Fue Fernando Daucik quien en 1951 se fijó en Flotats, obsesionado por el músculo y la velocidad. “Isidro no se recuperará, es imposible”, venía a decir ante los medios de comunicación el entrenador checoslovaco del Barcelona, que tiraba de otros ejemplos que debieron dejar el fútbol por lesiones similares. En esa época, una rotura de ligamentos o incluso de menisco podía ser definitiva, pues la medicina no estaba tan avanzada. Así que el Espanyol, equipo fuerte y con jugadores de sobra, le dio la baja. Días después, Daucik lo fichó para el Barça, le hicieron pasar por el quirófano y se recuperó de fábula. “Listo y culto como era, se ganó el respeto de todos en el vestuario; físico y entregado, también en el campo”, le reconoce Olivé. Por lo que tampoco tardó en hacerse uno de los capitanes del equipo que pasaría a la historia con el sobrenombre de las Cinco Copas. “Sabía unir al grupo con palabras, pero también con guasa”, añade Olivé. Como esa que le hicieron al portero Valero, célebre por su tacañería. Resulta que la mujer de Valero estaba en estado y los jugadores, hastiados en uno de esos interminables viajes por la carretera, llegaron al acuerdo de gastarle una buena broma. Así, llegados al hotel, le dijeron al camarero que habían llamado de Barcelona para decirle que era padre, que su hijo había nacido. “¡Hombre! Pues ya te invitarás a unas cuantas botellas de champán, ¿no? ¡Y de las caras! Que no falte”, soltó Isidre junto a sus compañeros. Valero, abrumado y feliz, aceptó. Aunque al saber la verdad, cuentan que el enfado fue morrocotudo.

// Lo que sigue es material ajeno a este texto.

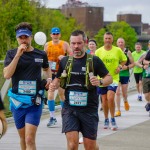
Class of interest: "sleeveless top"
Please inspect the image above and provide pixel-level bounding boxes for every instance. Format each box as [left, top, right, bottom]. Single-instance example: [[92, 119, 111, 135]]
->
[[47, 40, 65, 72]]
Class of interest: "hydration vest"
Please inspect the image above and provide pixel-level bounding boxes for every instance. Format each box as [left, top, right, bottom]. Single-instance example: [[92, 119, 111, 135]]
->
[[60, 54, 95, 90], [47, 40, 65, 72]]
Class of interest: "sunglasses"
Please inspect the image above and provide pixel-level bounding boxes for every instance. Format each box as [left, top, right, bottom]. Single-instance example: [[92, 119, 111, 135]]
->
[[53, 33, 59, 35]]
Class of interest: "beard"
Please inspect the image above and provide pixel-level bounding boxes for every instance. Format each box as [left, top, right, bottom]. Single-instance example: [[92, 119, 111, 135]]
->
[[74, 51, 84, 57]]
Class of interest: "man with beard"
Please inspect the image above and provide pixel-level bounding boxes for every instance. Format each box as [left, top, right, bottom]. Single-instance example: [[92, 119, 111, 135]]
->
[[95, 32, 127, 130], [49, 30, 112, 150]]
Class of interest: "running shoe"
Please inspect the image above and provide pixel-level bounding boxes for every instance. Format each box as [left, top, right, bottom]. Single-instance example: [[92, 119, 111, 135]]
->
[[111, 118, 118, 131], [124, 101, 130, 111], [138, 96, 142, 101], [104, 118, 109, 129], [100, 107, 103, 111], [115, 111, 121, 117], [79, 137, 83, 144], [47, 117, 57, 128], [145, 103, 150, 111]]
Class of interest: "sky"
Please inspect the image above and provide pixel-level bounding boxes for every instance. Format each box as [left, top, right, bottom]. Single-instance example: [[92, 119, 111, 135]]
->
[[43, 0, 150, 24]]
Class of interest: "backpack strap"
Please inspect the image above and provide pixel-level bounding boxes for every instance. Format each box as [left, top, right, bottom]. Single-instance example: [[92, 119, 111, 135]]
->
[[85, 54, 94, 89], [65, 56, 73, 85]]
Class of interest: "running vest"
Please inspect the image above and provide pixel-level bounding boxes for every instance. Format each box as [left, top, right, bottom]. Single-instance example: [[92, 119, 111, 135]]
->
[[60, 54, 95, 90], [119, 48, 130, 77], [47, 40, 65, 72]]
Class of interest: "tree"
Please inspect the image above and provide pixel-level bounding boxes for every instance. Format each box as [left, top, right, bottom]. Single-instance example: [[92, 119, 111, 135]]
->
[[95, 21, 137, 51], [0, 0, 80, 59]]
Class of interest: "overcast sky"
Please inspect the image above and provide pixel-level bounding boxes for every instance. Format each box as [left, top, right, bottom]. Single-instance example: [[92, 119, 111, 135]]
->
[[43, 0, 150, 24]]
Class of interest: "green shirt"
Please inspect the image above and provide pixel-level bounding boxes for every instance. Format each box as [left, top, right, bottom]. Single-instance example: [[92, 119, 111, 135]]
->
[[95, 46, 127, 85], [132, 50, 145, 73]]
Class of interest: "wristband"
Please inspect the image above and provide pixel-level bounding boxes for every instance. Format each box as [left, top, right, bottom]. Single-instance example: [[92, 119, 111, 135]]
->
[[47, 78, 52, 81]]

Tras colgar las botas una última temporada en el Mallorca, se dedicó a la construcción para después entrar en la escuela del Barcelona y en el cuerpo técnico del primer equipo con la marcha de Kubala. “Entendió que el fútbol de Centroeuropa se había acabado, que ya había perdido la magia. La moda era HH con su fútbol directo y marcajes férreos”, explica Olivé; “por más que con el tiempo se demostró que eso era una involución más que una evolución”. Años de disfrute y fútbol para Flotats, que siempre entendió el deporte como una necesidad. En su currículo quedan tres Ligas, tres Copas, dos Copas de Feria y una Copa Eva Duarte (antigua Supercopa de España), además, claro, de un marcaje memorable a Di Stéfano.